Six fois «him», toujours en position forte, avant une pause : comment ne pas sentir que le «him» en question obsède l'auteur ? On pourrait conserver l'effet sans effort :
...des notes prises lors de conversations avec lui, des lettres de lui ou d'autres personnes à propos de lui, des exemplaires de petits magazines avec des articles ou des poèmes de lui, des coupures de journaux sur lui, des dessins et des photos de lui, etc.
Mais le confrère, lui, passe comme si de rien n'était :
...des notes que j'avais prises lors de nos conversations, des lettres qu'il m'avait écrites et des lettres d'autres personnes le concernant, des exemplaires de petits magazines dans lesquels avaient été publiées des lettres ou des études dont il était l'auteur, des coupures de presse à son sujet, des dessins, des photos de lui, et que sais-je encore.
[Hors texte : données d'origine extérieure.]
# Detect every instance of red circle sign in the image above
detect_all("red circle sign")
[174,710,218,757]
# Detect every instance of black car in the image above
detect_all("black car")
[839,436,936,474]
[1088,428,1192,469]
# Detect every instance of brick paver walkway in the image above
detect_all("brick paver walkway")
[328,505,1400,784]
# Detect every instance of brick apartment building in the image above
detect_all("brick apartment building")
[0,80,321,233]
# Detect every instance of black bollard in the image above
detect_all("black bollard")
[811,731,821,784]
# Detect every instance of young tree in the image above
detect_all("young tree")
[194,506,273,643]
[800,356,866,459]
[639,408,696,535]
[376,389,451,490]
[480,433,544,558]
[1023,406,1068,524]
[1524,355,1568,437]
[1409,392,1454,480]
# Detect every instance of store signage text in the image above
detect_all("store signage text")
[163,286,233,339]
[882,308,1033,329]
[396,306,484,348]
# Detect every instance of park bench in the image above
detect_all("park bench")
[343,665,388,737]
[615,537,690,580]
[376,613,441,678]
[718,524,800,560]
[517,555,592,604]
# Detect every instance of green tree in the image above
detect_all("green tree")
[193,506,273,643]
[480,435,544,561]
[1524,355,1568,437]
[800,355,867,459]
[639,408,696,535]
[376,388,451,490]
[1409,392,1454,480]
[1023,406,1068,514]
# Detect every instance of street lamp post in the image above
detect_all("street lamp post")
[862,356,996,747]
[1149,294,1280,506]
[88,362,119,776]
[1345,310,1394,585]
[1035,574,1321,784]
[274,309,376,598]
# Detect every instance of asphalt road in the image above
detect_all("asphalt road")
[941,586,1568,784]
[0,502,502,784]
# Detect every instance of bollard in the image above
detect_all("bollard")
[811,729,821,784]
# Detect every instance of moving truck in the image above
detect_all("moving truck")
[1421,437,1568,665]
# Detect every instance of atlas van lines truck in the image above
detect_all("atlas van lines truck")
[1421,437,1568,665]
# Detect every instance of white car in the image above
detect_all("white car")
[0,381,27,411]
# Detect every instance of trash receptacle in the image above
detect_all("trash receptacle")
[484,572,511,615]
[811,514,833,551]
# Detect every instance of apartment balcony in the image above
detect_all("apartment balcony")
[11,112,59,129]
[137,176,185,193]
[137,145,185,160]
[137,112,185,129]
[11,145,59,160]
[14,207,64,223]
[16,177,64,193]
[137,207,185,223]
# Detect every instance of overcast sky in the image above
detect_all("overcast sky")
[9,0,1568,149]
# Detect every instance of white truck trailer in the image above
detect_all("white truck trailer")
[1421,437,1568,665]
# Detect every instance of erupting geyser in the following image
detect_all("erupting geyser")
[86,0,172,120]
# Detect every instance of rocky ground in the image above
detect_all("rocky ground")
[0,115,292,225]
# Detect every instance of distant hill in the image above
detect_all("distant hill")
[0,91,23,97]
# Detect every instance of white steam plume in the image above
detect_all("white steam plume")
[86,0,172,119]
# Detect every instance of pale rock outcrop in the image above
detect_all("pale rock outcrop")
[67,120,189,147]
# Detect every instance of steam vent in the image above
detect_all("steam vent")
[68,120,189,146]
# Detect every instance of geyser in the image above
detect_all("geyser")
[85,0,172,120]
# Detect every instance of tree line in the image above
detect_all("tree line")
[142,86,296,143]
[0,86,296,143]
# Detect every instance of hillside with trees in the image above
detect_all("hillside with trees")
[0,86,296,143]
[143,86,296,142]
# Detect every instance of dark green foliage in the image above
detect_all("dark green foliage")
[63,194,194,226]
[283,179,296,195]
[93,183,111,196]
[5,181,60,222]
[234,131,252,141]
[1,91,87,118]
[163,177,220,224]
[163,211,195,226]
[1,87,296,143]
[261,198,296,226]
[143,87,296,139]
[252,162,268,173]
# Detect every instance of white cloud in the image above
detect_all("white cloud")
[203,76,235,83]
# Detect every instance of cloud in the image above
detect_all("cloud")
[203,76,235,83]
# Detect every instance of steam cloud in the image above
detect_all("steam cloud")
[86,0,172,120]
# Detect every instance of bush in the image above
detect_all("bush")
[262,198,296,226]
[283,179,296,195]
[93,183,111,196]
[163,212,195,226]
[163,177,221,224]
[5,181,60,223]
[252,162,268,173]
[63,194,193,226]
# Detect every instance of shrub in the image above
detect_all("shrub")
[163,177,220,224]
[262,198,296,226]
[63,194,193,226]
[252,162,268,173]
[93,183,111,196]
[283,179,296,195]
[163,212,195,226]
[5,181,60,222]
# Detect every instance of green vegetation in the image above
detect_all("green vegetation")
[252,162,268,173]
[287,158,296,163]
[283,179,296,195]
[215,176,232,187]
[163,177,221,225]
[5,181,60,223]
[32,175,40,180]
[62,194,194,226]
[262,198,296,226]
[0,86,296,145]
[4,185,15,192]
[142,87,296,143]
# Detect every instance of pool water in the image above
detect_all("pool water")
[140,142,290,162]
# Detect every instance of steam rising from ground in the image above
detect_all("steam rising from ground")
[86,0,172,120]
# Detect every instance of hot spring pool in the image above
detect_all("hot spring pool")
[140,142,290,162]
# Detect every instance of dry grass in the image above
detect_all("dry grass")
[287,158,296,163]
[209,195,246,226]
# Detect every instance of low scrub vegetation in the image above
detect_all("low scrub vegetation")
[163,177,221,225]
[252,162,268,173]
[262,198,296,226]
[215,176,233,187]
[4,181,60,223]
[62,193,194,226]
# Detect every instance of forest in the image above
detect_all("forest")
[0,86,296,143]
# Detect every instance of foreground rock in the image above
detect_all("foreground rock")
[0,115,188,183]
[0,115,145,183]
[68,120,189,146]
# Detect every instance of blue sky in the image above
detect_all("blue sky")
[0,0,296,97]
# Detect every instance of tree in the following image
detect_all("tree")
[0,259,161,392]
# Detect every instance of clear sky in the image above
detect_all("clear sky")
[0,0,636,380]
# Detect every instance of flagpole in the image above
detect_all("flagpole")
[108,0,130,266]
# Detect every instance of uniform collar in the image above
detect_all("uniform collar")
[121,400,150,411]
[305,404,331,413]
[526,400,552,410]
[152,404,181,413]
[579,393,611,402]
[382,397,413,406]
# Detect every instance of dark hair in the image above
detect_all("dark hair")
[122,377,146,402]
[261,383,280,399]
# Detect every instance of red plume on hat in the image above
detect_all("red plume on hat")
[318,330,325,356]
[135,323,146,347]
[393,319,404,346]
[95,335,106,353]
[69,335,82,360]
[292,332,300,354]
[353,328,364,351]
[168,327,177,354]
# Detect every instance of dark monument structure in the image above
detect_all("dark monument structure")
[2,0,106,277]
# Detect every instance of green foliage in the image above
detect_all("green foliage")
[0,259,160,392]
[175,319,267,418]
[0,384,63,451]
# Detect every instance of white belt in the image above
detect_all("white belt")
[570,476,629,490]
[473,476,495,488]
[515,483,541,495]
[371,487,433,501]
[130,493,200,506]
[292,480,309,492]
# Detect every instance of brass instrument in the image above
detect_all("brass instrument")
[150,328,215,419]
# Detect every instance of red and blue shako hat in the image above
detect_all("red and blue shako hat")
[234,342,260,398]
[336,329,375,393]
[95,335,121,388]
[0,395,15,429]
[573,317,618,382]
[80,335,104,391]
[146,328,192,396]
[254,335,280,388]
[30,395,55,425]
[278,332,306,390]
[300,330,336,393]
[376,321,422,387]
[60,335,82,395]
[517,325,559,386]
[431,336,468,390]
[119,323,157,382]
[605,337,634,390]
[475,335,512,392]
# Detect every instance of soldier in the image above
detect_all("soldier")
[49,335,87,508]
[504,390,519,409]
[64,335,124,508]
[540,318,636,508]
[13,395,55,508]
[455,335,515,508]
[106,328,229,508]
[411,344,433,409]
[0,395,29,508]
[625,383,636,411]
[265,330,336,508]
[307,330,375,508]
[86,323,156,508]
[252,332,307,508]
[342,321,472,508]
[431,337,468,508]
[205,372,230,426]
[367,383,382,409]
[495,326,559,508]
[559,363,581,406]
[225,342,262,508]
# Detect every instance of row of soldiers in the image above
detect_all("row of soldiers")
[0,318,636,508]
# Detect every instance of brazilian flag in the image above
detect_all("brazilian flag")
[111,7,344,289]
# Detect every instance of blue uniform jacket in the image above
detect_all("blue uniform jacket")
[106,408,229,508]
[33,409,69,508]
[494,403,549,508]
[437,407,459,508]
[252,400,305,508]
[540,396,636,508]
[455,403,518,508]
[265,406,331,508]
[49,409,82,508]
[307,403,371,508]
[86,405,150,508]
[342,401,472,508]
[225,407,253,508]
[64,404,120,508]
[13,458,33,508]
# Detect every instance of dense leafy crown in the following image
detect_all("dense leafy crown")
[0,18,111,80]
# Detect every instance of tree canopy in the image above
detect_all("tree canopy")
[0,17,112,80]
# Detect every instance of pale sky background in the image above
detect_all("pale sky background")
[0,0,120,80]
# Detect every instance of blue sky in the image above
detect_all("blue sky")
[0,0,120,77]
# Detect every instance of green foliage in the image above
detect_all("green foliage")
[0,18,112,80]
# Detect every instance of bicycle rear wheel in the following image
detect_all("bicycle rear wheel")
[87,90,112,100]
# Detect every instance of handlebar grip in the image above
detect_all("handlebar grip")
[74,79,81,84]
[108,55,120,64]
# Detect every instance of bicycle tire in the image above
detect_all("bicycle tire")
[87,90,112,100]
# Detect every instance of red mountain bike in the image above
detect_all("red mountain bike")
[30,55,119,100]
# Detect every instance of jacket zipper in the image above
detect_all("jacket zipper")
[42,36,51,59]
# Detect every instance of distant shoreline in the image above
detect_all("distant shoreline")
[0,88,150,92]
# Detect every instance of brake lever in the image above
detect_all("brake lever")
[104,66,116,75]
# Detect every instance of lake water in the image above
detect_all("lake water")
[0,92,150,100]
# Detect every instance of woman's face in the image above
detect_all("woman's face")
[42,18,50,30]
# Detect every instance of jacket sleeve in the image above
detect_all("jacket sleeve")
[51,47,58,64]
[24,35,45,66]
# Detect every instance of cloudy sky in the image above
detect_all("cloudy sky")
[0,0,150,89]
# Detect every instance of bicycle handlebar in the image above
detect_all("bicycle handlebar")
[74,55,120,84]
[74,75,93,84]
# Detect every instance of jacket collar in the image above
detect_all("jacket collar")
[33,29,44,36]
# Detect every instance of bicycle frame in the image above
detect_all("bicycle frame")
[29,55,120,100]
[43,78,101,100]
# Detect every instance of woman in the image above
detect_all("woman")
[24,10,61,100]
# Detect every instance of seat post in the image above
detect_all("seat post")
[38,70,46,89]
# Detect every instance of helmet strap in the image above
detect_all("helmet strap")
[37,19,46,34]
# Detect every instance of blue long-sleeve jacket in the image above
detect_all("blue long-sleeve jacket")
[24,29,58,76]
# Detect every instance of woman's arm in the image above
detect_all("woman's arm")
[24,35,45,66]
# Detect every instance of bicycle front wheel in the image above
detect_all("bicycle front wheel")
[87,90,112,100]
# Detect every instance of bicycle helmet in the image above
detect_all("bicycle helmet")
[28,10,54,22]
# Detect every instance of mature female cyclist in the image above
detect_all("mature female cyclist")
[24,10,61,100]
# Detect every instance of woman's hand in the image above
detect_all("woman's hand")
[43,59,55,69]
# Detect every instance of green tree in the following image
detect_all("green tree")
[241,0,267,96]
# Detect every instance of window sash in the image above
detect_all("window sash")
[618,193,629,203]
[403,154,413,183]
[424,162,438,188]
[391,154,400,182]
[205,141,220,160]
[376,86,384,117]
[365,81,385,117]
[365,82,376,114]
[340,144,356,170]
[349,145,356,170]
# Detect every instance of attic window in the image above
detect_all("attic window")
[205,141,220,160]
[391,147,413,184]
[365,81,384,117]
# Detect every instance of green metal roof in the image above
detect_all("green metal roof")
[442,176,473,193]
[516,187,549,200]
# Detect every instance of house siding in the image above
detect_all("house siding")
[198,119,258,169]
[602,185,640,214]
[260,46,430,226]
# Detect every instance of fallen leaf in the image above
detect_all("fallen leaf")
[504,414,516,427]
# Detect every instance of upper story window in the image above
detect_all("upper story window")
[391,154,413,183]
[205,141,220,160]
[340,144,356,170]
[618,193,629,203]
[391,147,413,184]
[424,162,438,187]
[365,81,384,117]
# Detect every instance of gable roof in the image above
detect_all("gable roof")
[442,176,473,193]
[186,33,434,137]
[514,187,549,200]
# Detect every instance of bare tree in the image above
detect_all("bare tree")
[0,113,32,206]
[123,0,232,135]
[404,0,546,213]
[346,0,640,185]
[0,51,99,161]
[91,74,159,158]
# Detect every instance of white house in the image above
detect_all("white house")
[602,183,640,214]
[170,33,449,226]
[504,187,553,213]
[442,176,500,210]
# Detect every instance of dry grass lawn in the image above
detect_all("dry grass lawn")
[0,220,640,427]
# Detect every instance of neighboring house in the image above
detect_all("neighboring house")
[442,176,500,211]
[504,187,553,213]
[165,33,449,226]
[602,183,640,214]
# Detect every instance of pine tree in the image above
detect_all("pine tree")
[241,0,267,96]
Catastrophe. La phobie des répétitions, vertueusement combattue plus tôt, déferle ici comme une pulsion longtemps réprimée.
A-t-on suffisamment étudié cette maladie française, qui ne sévit pas seulement dans l'édition : l'antirépétitionnite ? D'où nous vient-elle donc ? Il faudrait se pencher sur elle comme l'analyste sur son patient. Je vois pour l'instant deux pistes possibles.
D'abord, le français d'éditeur, qui proscrit les répétitions, est l'héritier du français de maître d'école : imposer à chaque fois un mot différent, c'est forcer l'élève à enrichir son vocabulaire pour faire étalage de sa science, et lui apprendre à se relire soigneusement pour chasser les doublons. (Mais pourquoi le français serait-il plus scolaire que d'autres langues ?)
Ensuite, on a dit fort justement que la prose est une marche et la poésie une danse. La phrase de prose est censée avancer quoi qu'il arrive ; la moindre répétition la fait piétiner, ou se retourner, et c'est la danse qui commence. Or l'esprit français est sérieux, rationnel, il aime les situations nettes : chacun chez soi, la prose d'un côté, la poésie de l'autre, on ne se mélange pas. Sartre, après beaucoup d'autres, a théorisé cette dichotomie dans une page de Qu'est-ce que la littérature, sans doute la plus nulle de son œuvre. Et moi, en ce temps-là, je l'ai cru, avant de beaucoup lire en français et dans d'autres langues et de m'apercevoir que la prose marche, en effet, mais en roulant toujours plus ou moins des hanches. Et qu'il serait cruel et imbécile de lui interdire de danser.